Without us, I lived as though I didnt give 2 fucks.
There was no we, no possibility of an us.
There was silence, no arguing, no bickering, no cussin', no fuss.
No worries of mistakes being made or maintaining loyalty and trust.
Rebuilding seems impossible after doing this or that and such and such.
Forgiveness right now is just asking so much, maybe too for us.
Indecisiveness has me dead in the water.
Stagnant and unable to plan my next steps in order.
The longer I wait my heart grows colder.
I gave up on us, it's hard to believe that it's not over.
I've changed, but Im still here doing the same things that hurts me.
The insanity redesigned the broken pieces of me.

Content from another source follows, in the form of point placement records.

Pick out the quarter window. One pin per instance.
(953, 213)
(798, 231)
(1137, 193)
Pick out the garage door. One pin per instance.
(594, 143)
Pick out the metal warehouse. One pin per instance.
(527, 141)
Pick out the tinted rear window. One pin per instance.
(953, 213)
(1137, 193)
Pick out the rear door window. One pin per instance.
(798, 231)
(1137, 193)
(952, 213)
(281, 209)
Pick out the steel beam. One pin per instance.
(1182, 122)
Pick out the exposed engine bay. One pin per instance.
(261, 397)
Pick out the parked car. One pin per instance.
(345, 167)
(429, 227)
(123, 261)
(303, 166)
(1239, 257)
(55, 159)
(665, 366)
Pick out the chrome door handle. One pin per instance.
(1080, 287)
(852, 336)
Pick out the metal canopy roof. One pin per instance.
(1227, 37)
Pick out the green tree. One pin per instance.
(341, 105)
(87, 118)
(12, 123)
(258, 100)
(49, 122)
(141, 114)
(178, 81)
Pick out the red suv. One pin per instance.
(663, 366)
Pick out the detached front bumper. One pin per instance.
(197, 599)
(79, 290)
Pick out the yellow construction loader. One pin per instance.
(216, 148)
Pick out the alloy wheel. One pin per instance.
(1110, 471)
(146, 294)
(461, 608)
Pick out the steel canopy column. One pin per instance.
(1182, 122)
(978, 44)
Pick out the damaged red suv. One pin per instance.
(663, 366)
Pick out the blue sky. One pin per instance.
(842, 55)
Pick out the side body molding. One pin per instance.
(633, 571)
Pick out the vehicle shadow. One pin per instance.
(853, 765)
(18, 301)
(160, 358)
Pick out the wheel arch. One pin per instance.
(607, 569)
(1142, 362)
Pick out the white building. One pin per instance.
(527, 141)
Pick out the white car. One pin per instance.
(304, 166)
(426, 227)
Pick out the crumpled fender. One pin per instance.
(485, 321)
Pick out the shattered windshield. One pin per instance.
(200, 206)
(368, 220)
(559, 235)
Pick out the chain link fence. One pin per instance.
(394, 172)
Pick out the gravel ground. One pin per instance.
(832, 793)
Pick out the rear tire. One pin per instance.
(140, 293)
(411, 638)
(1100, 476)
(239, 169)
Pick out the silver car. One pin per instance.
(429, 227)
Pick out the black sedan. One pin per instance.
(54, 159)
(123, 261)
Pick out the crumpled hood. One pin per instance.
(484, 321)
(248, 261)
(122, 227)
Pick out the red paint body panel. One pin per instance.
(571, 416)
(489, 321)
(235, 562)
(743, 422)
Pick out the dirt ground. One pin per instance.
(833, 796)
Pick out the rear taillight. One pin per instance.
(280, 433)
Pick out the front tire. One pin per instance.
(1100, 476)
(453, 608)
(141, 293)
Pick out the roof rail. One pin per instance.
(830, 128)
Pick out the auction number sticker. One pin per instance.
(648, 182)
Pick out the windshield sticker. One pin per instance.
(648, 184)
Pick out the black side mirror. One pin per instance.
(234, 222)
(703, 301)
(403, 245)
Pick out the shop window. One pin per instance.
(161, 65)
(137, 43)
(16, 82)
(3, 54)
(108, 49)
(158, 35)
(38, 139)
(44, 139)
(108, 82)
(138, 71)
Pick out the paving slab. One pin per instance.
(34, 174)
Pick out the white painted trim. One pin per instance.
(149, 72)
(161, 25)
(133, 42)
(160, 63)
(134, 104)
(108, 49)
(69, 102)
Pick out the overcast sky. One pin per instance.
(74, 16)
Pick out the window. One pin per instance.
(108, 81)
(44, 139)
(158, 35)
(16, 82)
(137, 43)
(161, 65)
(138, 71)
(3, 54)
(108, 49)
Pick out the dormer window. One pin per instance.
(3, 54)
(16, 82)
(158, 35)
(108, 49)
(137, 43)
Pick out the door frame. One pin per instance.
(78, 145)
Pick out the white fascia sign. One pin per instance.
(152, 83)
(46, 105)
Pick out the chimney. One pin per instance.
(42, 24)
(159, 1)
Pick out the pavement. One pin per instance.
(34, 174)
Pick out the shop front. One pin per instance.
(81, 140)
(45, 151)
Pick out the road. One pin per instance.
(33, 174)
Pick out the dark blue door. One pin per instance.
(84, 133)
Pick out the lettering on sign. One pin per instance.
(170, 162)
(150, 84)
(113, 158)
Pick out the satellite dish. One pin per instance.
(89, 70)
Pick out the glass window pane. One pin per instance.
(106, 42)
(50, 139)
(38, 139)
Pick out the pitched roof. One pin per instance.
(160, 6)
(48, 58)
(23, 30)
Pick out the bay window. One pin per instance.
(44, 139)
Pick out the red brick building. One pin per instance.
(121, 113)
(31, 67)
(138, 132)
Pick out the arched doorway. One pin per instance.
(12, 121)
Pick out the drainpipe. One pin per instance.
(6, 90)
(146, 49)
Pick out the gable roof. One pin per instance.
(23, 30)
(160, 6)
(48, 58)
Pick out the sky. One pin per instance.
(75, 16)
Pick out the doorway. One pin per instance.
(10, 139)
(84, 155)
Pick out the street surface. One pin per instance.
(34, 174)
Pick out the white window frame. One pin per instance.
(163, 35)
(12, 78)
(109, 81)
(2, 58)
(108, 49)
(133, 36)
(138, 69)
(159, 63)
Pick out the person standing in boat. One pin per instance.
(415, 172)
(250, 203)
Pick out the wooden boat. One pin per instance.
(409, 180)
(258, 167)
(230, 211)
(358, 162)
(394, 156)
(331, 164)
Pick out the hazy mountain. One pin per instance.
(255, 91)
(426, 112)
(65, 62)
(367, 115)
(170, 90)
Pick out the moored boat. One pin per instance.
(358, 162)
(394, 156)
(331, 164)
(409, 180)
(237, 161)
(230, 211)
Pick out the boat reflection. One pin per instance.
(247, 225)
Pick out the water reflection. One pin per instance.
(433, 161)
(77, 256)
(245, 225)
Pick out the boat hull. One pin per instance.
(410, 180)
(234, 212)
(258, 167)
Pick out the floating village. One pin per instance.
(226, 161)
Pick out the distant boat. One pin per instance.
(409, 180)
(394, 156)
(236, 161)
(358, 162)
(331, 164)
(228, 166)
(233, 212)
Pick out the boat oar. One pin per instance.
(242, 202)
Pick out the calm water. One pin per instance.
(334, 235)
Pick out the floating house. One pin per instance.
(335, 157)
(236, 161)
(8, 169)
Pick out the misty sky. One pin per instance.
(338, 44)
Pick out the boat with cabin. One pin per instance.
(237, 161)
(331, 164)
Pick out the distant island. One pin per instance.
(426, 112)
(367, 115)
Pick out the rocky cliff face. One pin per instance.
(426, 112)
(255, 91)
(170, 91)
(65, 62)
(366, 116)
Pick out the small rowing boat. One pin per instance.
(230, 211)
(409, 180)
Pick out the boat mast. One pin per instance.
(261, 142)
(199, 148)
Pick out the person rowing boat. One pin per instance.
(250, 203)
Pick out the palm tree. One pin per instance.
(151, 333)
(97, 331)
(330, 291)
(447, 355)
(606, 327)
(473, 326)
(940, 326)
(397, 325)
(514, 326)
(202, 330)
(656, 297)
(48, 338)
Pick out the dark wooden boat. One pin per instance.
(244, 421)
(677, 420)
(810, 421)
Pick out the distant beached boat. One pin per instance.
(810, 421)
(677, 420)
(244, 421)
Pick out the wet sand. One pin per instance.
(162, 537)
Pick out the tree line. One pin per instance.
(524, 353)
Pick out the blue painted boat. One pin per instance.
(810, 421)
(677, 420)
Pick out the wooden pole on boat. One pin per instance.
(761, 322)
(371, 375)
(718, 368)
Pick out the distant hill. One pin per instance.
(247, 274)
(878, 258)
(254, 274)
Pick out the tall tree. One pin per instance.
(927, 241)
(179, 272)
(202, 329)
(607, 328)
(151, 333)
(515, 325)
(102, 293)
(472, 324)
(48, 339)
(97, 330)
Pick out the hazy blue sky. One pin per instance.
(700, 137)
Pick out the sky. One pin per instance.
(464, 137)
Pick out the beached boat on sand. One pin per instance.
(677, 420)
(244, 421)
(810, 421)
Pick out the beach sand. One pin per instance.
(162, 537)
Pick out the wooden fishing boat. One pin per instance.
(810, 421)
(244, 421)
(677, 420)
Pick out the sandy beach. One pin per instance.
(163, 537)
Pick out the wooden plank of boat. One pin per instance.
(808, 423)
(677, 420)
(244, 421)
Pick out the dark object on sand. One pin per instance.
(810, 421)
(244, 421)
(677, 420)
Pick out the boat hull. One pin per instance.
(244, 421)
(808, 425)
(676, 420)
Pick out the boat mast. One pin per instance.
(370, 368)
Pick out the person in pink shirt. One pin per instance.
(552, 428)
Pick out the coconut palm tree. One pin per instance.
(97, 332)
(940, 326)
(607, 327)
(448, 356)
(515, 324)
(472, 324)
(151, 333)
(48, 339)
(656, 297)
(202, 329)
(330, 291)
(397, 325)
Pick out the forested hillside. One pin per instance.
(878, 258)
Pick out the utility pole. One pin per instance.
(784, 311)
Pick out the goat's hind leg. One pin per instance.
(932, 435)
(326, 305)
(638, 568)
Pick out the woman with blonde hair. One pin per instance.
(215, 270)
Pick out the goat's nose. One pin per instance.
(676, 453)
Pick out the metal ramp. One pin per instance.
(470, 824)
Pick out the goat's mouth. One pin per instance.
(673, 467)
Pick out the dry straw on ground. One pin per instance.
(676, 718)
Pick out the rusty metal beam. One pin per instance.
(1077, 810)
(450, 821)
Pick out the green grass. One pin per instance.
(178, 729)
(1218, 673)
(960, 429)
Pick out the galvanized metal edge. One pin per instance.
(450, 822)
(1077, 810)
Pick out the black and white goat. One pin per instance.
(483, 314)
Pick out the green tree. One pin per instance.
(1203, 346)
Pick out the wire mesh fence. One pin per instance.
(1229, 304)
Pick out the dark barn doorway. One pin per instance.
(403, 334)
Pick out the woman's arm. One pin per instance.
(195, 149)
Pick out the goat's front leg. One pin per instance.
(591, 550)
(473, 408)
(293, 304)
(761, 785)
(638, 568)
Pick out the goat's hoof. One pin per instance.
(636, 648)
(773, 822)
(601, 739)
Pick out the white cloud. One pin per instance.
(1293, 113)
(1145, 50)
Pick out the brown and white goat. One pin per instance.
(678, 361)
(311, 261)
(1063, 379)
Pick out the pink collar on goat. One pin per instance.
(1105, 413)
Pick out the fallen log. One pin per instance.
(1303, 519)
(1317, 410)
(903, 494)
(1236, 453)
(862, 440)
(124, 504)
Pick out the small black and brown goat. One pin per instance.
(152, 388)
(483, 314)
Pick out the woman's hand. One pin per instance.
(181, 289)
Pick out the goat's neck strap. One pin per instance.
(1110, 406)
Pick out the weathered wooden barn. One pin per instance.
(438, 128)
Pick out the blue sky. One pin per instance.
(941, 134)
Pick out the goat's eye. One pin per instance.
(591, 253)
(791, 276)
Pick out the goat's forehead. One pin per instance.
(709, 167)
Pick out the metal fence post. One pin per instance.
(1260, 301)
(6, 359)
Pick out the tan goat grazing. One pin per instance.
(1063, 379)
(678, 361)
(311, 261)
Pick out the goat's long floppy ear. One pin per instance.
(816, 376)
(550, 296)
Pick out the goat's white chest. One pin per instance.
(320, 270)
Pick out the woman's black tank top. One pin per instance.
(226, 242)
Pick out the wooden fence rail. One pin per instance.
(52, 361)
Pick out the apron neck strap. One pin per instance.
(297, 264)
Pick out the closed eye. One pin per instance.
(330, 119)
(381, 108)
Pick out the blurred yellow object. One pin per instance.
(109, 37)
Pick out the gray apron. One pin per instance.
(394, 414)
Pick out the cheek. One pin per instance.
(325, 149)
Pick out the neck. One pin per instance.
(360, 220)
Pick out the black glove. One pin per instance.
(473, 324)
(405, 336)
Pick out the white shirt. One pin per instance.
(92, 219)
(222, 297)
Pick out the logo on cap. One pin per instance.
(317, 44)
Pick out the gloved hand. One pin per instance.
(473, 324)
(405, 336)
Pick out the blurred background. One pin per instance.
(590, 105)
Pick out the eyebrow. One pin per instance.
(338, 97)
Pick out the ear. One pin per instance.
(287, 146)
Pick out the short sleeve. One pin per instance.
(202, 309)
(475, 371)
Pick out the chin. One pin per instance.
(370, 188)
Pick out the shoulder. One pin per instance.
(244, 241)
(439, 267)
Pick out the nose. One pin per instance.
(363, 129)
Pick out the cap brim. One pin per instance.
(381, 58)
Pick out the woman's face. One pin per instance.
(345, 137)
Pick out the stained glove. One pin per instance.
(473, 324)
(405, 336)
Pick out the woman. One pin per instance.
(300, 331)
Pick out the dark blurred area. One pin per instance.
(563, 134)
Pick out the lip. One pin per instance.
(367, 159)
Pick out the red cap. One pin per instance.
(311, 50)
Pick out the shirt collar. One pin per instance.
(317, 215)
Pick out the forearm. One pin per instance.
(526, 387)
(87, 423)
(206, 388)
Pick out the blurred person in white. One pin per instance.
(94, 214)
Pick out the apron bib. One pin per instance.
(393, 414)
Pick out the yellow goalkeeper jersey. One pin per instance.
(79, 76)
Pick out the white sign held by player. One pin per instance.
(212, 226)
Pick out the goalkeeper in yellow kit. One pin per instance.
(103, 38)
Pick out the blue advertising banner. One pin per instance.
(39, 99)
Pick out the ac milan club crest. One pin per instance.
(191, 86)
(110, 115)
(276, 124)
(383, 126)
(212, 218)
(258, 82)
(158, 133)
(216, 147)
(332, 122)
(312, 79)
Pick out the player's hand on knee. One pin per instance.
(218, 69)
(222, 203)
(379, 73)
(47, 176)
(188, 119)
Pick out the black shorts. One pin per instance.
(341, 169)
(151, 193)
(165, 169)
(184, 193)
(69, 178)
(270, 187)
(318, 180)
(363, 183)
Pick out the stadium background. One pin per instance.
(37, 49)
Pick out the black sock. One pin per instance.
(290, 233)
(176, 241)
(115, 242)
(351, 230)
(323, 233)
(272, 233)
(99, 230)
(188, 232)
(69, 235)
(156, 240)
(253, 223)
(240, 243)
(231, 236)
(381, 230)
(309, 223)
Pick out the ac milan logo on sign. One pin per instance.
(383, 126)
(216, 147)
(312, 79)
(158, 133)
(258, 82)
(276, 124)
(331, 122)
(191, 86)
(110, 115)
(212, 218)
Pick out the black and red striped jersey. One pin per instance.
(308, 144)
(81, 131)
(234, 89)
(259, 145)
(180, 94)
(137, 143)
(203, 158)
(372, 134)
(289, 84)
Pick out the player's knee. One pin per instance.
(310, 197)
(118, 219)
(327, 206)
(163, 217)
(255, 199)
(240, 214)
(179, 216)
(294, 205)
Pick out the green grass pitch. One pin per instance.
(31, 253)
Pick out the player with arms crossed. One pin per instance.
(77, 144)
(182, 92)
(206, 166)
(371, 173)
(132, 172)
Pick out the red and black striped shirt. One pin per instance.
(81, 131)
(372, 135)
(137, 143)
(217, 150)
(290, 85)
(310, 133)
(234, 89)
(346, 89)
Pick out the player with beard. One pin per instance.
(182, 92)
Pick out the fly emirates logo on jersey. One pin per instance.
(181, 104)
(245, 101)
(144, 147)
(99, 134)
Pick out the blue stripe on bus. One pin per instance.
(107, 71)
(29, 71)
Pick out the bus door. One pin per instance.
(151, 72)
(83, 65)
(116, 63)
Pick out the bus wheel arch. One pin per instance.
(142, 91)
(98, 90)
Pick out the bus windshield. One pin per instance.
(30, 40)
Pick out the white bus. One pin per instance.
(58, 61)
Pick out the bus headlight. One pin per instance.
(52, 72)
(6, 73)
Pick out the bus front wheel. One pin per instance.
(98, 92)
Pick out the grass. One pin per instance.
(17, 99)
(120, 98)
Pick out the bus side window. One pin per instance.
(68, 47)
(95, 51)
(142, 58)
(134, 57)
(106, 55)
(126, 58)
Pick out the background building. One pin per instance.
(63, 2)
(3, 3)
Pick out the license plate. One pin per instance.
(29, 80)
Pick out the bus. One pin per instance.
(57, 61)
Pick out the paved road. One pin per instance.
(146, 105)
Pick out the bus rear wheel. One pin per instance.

You dont know this new girl, this new, but old me.
One that lived free without care and unapologetically.
No restraints or restrictions placed upon me, I was free.
No insinuations or interrogations for me from thee.
Tasting that freedom, makes me want to explore that part of me.
The part that doesn't consider an us or we, focused on me.
I've come to a decision, I got to prioritize me.
Move on, keep an open mind, but I'm focusing on me.
My heart, my mind, my spirit, my safety.
Got plenty work to do, my foundation is shaky.
Being alone will make me stronger, nothing can break me.
I have to accept that there is only room for 1 on this path with me.
Thanks for the experience, you changed the way I see the world.
I felt special being labelled as your girl.
It was hard, and is hard, to get past all the turmoil.
The seeds of mistrust in each other has been planted in this soil.
The next man will suffer because you were beyond spoiled.
I can only hope that we depart on a good accord.
This love is far too expensive for me to afford.